A few weeks ago barely anyone knew the guy.
Since announcing his improbable presidential campaign, South Bend, Ind., Mayor Pete Buttigieg has utilized a savvy strategy of seeking and accepting any and all media appearances to change that.
His coordinated effort has been a successful undertaking, fast propelling the 37-year-old gay politician toward generating both growing name recognition and generally positive reviews. Until poll-dominating Joe Biden entered the fray two weeks ago, Buttigieg had recently begun to overshadow the combined coverage and attention garnered by most other Democratic contenders.
“Mayor Pete,” as the fresh face with the hard-to-pronounce surname initially became known, quickly provided concrete proof of how far the nation has come in accepting the LGBT community. The mere fact that a soft-spoken, thoughtful, intelligent, compelling, and openly gay candidate could occupy the center-stage of national politics was testament to how fully integrated the gay community has now become in American life.

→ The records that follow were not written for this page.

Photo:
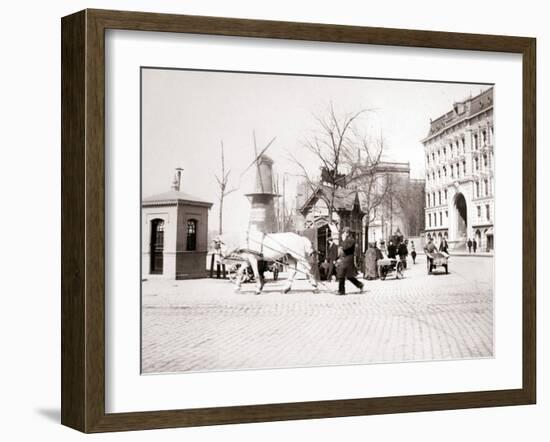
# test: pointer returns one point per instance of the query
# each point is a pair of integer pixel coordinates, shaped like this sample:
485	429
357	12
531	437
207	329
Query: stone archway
461	216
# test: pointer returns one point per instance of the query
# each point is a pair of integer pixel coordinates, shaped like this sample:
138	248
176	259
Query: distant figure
346	264
332	256
444	246
372	255
430	248
324	270
403	252
392	250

He has encouraged that unabashed public embrace by presenting a positive and relatable personal and professional story emblematic of the straight-talking style and down-to-earth demeanor of his Hoosier habitat. The let’s-give-a-listen reaction Buttigieg garnered has more to do with his innate ability to speak like an actual human instead of ideological automaton, not for the uniqueness of his sexual orientation. He has also benefited from the common sense of his calmly elucidated statements when contrasted with the flamboyant artificiality and vacuous sloganeering of stereotypic vote-seekers.
Although he has so far intentionally conveyed thematic messages and not specific policy proposals during his time in the spotlight, centrist voters aligned with the Democratic Party have found Buttigieg a refreshing and compelling standout among a mind-numbing and sight-blurring array of what is already nearly two-dozen competitors. He comes across as authentic amid a bevy of either shop-worn or contrived political personas.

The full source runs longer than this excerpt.